About 650 apartments in the bottom two thirds are now occupied, while builders work to finish the top section by June.
At the top of each section is a pool, gym and streamroom, but only occupants in the top section will have access to the infinity pool.
Ten years ago, the plan for the Margaret Street site looked very different.
The “Vision Tower” was slated to win the race to be Brisbane’s tallest building – until the global financial crisis and the site was sold off to Billbergia.
Vision was to be a curved, 283-metre skyscraper with an observation deck, 13 floors of commercial space and 376 residential apartments over 72 floors.
Construction on Vision did not pass the excavation stage. The resulting huge hole in the ground sat dormant after developer Austcorp went into receivership in 2009 and famously filled up with water during the Brisbane flood of 2011.
Brisbane City Council gave the green light for Skytower to go ahead in 2014 after years of false starts, and construction kicked off the following year.
The tower has been settled in stages in order for the senior debt to be paid down and to avoid the chaos of 3000 people moving in at the same time.
Billbergia spokesman Rick Graf said the exclusive top eight floors, filled with penthouses, had not yet been released to market but were expected to go on sale by the end of the year.
The largest penthouse was expected to sell for about $8 million, though Mr Graf played coy on the value of the apartment, which spans three levels.
“It is not only a large building, but it is refined, elegant and beautifully finished,” he said.
“When everyone gets a chance to walk through the main foyer later this year, they will be very impressed.”

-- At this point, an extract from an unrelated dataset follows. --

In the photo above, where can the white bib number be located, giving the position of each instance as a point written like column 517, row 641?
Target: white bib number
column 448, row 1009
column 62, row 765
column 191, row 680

Mr Graf said about 90 per cent of the 900 apartments already sold were snapped up by Australian buyers, many from south-east Queensland.
The Australian Financial Review reported some owners discounted apartments by up to 10 per cent to make a sale.
Apartment 1316 of Skytower was purchased off the plan for $696,960 in 2015 and sold by owner Hyoung Suk Kwon for $608,880.
While Skytower was the first to reach Brisbane’s height ceiling, it will not be the last.
Five other buildings have received Brisbane City Council approval to reach the aviation-enforced 274-metre limit.
155 Edward Street
Aria Property Group was approved to build an 82-storey gold-coloured tower on the corner of Edward and Elizabeth streets, near St Stephen’s Catholic Cathedral.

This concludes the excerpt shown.